The challenge is now over. But it remains open for post-challenge submissions!

IMPORTANT: Entries made since February 1st 2007 might be using validation data, now available for training.

Data Grid (Coclustering)

Submitted by Marc B oulle

Data Grid (Coclustering)

Prior submission (prior for ada, gina and sylva, agnostic for hiva and nova)

Data Grids extend the MODL discretization and value grouping methods to the multivariate case.
It is applied to learn a coclustering on the instance*variable space,
using all the unlabelled train+valid+test data.
The clusters of instances are used for prediction using the available labels (train+valid). (paper submitted to IJCNN 2007)
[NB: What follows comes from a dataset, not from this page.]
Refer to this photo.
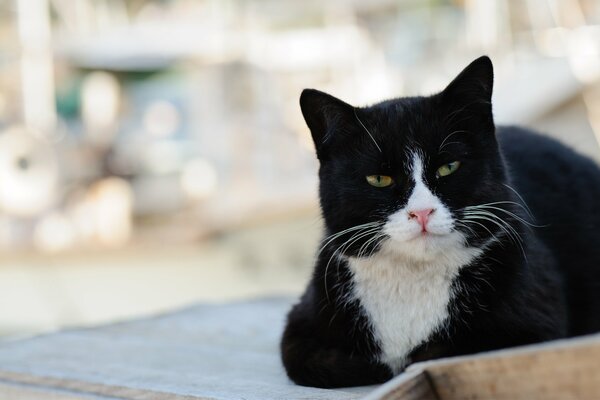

The coclustering technique is used for the sparse datasets (gina, hiva and nova).
The Data Grid (CMA) technique is used for the other datasets (ada and sylva)

BER guess:
ada: 0.192
gina: 0.052
hiva: 0.320 (agnostic)
nova: 0.073 (agnostic)
sylva: 0.008

Dataset Balanced Error Area Under Curve  
Train Valid Test Train Valid Test
ada 0.1734 0.1994 0.1756 0.8507 0.8045 0.8464 prior
gina 0.043 0.0283 0.0516 0.9933 0.9975 0.9768 prior
hiva 0.0415 0.0297 0.3127 0.9817 0.9907 0.7077 agnostic
nova 0.0394 0.026 0.0488 0.9956 0.9971 0.9813 agnostic
sylva 0.0205 0.009 0.0228 0.981 0.9838 0.9798 prior
Overall 0.0636 0.0585 0.1223 0.9605 0.9547 0.8984 prior

This entry is a complete prior knowledge entry.